Any suggestion for a scanner for this purpose?


https://www.brother-usa.com/products/ads1700w

set up was straightforward and the functionality is great


Take a look at full-duplex multifunctional printers, many times they are cheaper than standalone scanners. Just as an example, a black and white laser like the Brother MFC-L2820DW should last you a long time.


Well, at least it'd be "good enough" to get your feet wet, so to speak - and also give you the ability to test if you're going to stick to it.

I got a Brother ADS-4300N to use with p-ngx, works very well and also is way faster than the usual document scanners on MF printers (duplex is done in one pass, for example)...

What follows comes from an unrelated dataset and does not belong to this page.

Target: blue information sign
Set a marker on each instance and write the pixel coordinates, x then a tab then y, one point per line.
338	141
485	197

Paperless-ngx is fantastic! I’ve been running it for a while and it works great!

I wrote an iOS [1] app to connect to you instance and it’s open source [2].

[1] https://apps.apple.com/de/app/swift-paperless/id6448698521

[2] https://github.com/paulgessinger/swift-paperless


From their docs site:

> Documents are saved as PDF/A format which is designed for long term storage…[snip]

Can someone please tell me what attributes make a given file format more suitable for long term storage over another?


Everything for the document (fonts, images, etc) are all stored within the document file. It's entirely self-contained.


Among other things, it usually means that the file type has wide interoperability (which makes it more likely you can open it in the far future) and comes in a format resistant to damage, so if bits are changed or removed, you can still recover the rest of the document (usually this means avoiding compressed formats). As to how well-suited PDF/A is for these aspects, I'm not experienced enough to say.